Dividing by the lowest common metaphorical demoninator, we are left with projection/introjection (flow of energy/meaning) between the poles of self and other, and an ego or psyche which can only repress, split and dissociate.


Summary

Summarizing, four distinctly different processes have been postulated in the history of psychoanalysis to account for the various conditions of memory. In developmental order they are:

(1) primary (neurologically conditioned) repression which acts to foreclose the possibility of reengaging in activities formerly experienced as physically painful;

(2) ego-affect splitting in which mutually contradictory affect states give rise to contrasting and contradictory self and other transference and resistance memories;

(3) dissociation in which certain whole sectors of internal psychic experience are (defensively) walled off from the main personality because they cannot be integrated into the overall span of the main personality; and

(4) secondary (policy decision) repression brought about by self instruction against socially undesirable, internal, instinctually-driven thought and activity.
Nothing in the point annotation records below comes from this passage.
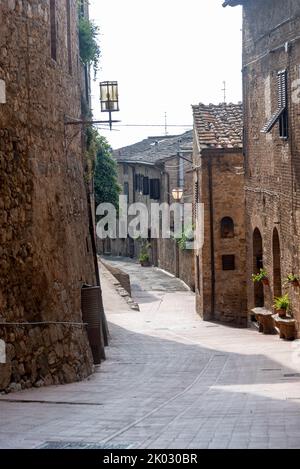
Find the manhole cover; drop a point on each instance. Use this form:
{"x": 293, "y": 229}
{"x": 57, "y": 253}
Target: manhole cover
{"x": 80, "y": 445}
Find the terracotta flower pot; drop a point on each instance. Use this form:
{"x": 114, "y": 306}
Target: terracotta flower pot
{"x": 281, "y": 313}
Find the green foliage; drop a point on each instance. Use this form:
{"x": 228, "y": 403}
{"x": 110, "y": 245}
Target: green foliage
{"x": 107, "y": 189}
{"x": 282, "y": 302}
{"x": 186, "y": 237}
{"x": 88, "y": 45}
{"x": 262, "y": 275}
{"x": 292, "y": 278}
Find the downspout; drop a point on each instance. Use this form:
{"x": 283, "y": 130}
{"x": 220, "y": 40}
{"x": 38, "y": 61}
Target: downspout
{"x": 212, "y": 238}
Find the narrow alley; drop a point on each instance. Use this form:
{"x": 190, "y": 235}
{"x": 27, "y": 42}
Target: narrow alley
{"x": 170, "y": 381}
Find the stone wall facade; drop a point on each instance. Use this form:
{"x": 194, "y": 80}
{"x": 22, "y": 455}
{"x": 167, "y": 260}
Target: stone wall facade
{"x": 45, "y": 244}
{"x": 271, "y": 44}
{"x": 221, "y": 293}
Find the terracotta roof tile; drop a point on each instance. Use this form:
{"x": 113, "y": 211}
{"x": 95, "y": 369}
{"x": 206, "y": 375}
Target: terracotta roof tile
{"x": 154, "y": 149}
{"x": 219, "y": 126}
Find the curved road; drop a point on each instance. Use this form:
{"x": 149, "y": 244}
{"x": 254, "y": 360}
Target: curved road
{"x": 170, "y": 381}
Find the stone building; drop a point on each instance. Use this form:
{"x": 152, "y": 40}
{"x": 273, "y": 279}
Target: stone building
{"x": 147, "y": 173}
{"x": 219, "y": 185}
{"x": 46, "y": 252}
{"x": 271, "y": 82}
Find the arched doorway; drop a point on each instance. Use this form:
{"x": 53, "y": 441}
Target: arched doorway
{"x": 259, "y": 299}
{"x": 277, "y": 287}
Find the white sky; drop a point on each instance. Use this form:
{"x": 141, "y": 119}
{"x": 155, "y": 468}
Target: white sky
{"x": 166, "y": 55}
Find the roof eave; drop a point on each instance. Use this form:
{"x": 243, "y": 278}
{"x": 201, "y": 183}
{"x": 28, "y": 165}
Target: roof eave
{"x": 232, "y": 3}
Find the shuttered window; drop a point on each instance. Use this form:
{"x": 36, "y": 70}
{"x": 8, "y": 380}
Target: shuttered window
{"x": 155, "y": 189}
{"x": 126, "y": 189}
{"x": 146, "y": 186}
{"x": 228, "y": 262}
{"x": 281, "y": 113}
{"x": 196, "y": 200}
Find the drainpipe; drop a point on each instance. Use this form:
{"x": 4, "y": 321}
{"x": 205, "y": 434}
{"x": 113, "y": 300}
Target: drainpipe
{"x": 212, "y": 238}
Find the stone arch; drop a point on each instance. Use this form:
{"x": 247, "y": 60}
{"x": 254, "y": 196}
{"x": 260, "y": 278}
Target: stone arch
{"x": 227, "y": 227}
{"x": 259, "y": 299}
{"x": 277, "y": 286}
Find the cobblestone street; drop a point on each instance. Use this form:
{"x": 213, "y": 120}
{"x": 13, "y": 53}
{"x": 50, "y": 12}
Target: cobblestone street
{"x": 170, "y": 381}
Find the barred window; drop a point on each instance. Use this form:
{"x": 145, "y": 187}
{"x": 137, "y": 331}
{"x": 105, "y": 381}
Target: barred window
{"x": 281, "y": 113}
{"x": 227, "y": 228}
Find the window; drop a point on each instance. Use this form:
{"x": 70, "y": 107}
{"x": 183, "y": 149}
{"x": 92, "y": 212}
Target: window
{"x": 69, "y": 36}
{"x": 155, "y": 189}
{"x": 53, "y": 32}
{"x": 228, "y": 262}
{"x": 196, "y": 200}
{"x": 126, "y": 189}
{"x": 138, "y": 183}
{"x": 281, "y": 113}
{"x": 227, "y": 228}
{"x": 146, "y": 186}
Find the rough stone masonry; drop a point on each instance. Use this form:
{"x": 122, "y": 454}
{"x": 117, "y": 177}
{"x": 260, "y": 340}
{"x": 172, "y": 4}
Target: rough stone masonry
{"x": 45, "y": 246}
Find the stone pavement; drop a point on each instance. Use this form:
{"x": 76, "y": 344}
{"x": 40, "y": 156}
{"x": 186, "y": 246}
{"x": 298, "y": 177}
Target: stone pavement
{"x": 170, "y": 381}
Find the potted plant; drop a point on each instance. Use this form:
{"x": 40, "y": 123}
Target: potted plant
{"x": 281, "y": 305}
{"x": 144, "y": 257}
{"x": 293, "y": 279}
{"x": 261, "y": 276}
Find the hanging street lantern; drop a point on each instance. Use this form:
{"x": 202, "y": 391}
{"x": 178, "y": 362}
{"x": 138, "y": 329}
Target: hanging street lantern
{"x": 177, "y": 194}
{"x": 109, "y": 100}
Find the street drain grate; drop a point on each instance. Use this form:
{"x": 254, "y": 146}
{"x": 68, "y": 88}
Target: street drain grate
{"x": 64, "y": 403}
{"x": 271, "y": 369}
{"x": 80, "y": 445}
{"x": 292, "y": 375}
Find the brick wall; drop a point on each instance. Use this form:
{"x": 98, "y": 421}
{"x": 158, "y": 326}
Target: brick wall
{"x": 221, "y": 294}
{"x": 272, "y": 164}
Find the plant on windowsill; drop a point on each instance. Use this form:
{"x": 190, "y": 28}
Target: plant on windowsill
{"x": 144, "y": 257}
{"x": 186, "y": 238}
{"x": 261, "y": 276}
{"x": 282, "y": 305}
{"x": 293, "y": 279}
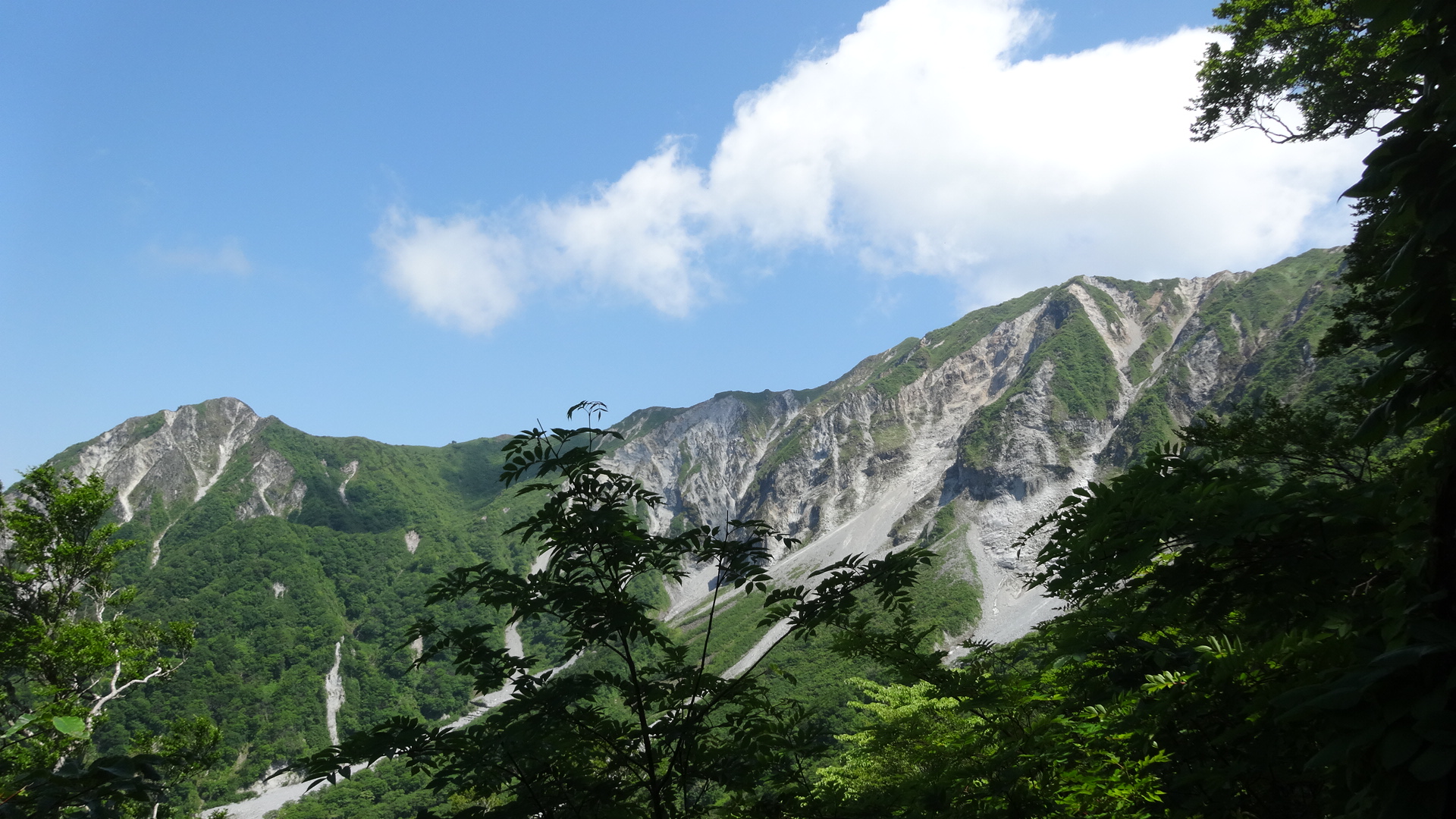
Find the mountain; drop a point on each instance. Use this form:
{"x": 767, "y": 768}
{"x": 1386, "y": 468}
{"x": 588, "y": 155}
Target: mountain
{"x": 302, "y": 558}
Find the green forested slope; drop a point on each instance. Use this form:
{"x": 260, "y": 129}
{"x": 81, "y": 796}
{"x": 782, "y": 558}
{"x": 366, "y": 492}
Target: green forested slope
{"x": 273, "y": 596}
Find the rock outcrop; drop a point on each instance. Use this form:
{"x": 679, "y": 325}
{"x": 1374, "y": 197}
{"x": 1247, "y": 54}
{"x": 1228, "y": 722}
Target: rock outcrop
{"x": 1001, "y": 414}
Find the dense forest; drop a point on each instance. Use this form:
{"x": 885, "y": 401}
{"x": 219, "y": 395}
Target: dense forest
{"x": 1260, "y": 607}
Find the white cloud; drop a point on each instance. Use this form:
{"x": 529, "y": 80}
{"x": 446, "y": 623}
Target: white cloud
{"x": 456, "y": 271}
{"x": 922, "y": 148}
{"x": 229, "y": 257}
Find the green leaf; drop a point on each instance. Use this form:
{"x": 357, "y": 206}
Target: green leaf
{"x": 71, "y": 726}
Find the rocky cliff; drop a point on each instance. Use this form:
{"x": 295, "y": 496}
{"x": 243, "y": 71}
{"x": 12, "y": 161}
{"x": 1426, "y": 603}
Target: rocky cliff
{"x": 999, "y": 416}
{"x": 302, "y": 558}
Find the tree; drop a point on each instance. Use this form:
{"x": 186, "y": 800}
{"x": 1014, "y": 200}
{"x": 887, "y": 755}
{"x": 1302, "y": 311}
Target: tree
{"x": 1389, "y": 66}
{"x": 638, "y": 726}
{"x": 66, "y": 651}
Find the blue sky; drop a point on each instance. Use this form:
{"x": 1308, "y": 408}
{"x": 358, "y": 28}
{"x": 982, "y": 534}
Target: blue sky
{"x": 440, "y": 221}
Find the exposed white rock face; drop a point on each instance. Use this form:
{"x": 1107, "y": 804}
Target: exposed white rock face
{"x": 334, "y": 694}
{"x": 842, "y": 469}
{"x": 275, "y": 491}
{"x": 350, "y": 469}
{"x": 178, "y": 455}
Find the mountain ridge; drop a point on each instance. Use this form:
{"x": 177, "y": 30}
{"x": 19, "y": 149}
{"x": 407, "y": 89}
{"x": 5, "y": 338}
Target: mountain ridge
{"x": 303, "y": 558}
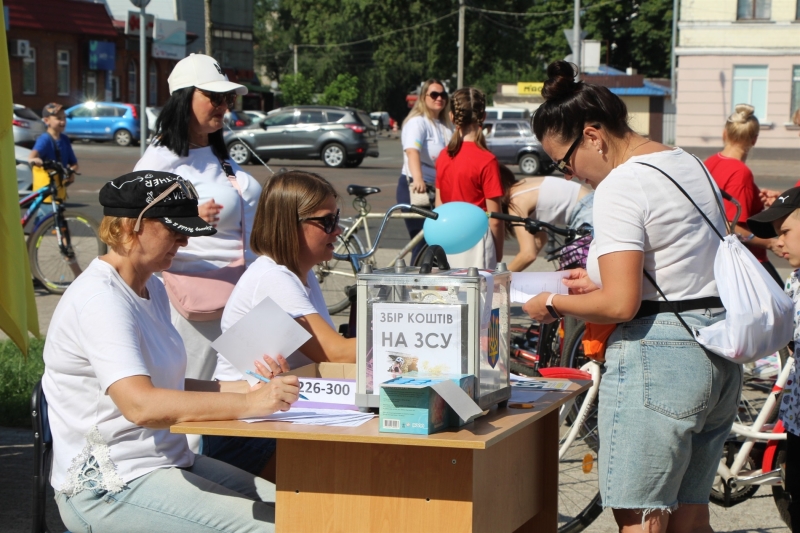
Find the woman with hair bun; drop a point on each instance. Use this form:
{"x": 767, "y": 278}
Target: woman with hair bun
{"x": 734, "y": 177}
{"x": 666, "y": 406}
{"x": 468, "y": 172}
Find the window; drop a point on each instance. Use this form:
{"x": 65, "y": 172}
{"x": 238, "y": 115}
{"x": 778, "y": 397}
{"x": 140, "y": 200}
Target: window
{"x": 132, "y": 94}
{"x": 29, "y": 73}
{"x": 754, "y": 9}
{"x": 152, "y": 84}
{"x": 750, "y": 87}
{"x": 62, "y": 57}
{"x": 90, "y": 85}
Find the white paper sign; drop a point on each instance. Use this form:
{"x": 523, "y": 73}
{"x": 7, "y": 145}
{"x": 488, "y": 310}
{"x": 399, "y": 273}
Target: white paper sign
{"x": 526, "y": 285}
{"x": 265, "y": 330}
{"x": 415, "y": 337}
{"x": 326, "y": 391}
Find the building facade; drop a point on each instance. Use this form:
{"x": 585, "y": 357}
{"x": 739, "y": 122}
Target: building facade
{"x": 737, "y": 51}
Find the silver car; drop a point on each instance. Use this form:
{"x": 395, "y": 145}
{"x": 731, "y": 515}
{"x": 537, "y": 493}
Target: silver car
{"x": 27, "y": 126}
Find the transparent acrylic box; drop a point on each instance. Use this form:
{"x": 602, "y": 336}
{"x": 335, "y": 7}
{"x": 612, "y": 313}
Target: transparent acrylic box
{"x": 437, "y": 323}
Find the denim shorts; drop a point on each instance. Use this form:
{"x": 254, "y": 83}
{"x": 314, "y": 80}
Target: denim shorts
{"x": 665, "y": 410}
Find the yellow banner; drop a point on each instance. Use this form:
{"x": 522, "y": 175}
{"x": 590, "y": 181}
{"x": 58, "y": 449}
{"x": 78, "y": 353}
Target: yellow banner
{"x": 530, "y": 87}
{"x": 17, "y": 303}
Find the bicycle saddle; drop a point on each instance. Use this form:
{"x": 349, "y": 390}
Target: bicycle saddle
{"x": 361, "y": 191}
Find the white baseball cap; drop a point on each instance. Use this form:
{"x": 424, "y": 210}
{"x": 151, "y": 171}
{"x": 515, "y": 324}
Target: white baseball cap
{"x": 203, "y": 72}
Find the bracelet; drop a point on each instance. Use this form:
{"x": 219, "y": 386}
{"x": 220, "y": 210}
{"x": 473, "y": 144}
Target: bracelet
{"x": 550, "y": 307}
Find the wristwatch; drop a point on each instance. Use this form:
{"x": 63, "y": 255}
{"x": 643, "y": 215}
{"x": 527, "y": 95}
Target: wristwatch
{"x": 550, "y": 307}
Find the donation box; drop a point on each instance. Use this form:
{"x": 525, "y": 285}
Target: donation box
{"x": 445, "y": 322}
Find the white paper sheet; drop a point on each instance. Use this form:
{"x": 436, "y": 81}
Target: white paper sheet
{"x": 526, "y": 285}
{"x": 265, "y": 330}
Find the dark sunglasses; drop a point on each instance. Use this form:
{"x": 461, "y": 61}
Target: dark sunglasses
{"x": 217, "y": 99}
{"x": 329, "y": 221}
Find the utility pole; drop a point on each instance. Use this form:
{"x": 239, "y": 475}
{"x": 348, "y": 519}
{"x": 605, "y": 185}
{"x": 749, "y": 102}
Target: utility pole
{"x": 207, "y": 4}
{"x": 576, "y": 37}
{"x": 462, "y": 9}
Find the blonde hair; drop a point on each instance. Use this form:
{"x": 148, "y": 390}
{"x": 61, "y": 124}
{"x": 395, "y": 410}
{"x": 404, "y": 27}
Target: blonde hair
{"x": 742, "y": 126}
{"x": 421, "y": 108}
{"x": 287, "y": 197}
{"x": 468, "y": 106}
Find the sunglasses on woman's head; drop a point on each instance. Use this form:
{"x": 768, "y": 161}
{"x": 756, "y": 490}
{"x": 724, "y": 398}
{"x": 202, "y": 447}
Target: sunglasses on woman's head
{"x": 329, "y": 221}
{"x": 217, "y": 99}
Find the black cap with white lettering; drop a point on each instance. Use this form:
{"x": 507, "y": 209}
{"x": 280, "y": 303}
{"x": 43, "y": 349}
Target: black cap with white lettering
{"x": 153, "y": 194}
{"x": 785, "y": 204}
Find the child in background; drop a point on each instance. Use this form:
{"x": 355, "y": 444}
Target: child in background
{"x": 782, "y": 220}
{"x": 468, "y": 172}
{"x": 52, "y": 145}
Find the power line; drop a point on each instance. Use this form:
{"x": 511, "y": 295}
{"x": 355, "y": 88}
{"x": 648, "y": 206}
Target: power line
{"x": 368, "y": 39}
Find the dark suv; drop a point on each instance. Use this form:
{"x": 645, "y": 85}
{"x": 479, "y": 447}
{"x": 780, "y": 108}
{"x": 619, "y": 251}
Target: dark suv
{"x": 339, "y": 136}
{"x": 513, "y": 143}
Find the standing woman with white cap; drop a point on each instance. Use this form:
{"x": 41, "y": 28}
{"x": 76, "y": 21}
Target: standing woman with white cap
{"x": 188, "y": 142}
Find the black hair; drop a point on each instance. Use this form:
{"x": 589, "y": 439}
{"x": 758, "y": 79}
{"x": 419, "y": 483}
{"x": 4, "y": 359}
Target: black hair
{"x": 569, "y": 105}
{"x": 172, "y": 125}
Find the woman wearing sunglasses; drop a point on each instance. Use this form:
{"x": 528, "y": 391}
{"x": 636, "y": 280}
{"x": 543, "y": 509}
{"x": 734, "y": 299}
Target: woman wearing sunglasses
{"x": 666, "y": 406}
{"x": 114, "y": 381}
{"x": 189, "y": 142}
{"x": 426, "y": 131}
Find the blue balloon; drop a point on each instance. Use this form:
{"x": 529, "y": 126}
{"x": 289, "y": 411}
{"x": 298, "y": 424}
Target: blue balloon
{"x": 460, "y": 226}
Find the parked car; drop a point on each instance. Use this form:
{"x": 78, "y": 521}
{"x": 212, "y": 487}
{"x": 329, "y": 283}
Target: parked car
{"x": 24, "y": 172}
{"x": 381, "y": 120}
{"x": 26, "y": 125}
{"x": 237, "y": 119}
{"x": 501, "y": 113}
{"x": 339, "y": 136}
{"x": 513, "y": 143}
{"x": 104, "y": 121}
The layman's notion (which judges, jurors, and survivor's groups are most likely to hold) which presupposes massive forgetting of an intense social impingement and the later possibility of perfect video camera recall, is not a part of any existing psychoanalytic theory of memory. A century of psychoanalytic observation has shown that the common sense notion of forgetting, derived as it is from the everyday experience of lapses in memory with sudden flashes of recall, simply does not hold up when emotionally charged interpersonal experiences from early childhood are involved. What appears to the layman as forgetting is considered by psychoanalytic theory to be the result of the operation of selective forms of recall which are dependent upon the nature of the relationship context in which the memories are being recalled.

Nor do psychoanalytic theories regarding how emotionally charged memories operate support the common prejudice that human beings are accurate recorders of the historical facts out of which their personal psychic existences are forged! Human memory is simply not an objective camcorder affair, but rather a calling forth or creation of subjective narrational representations within a specified and highly influential relational context.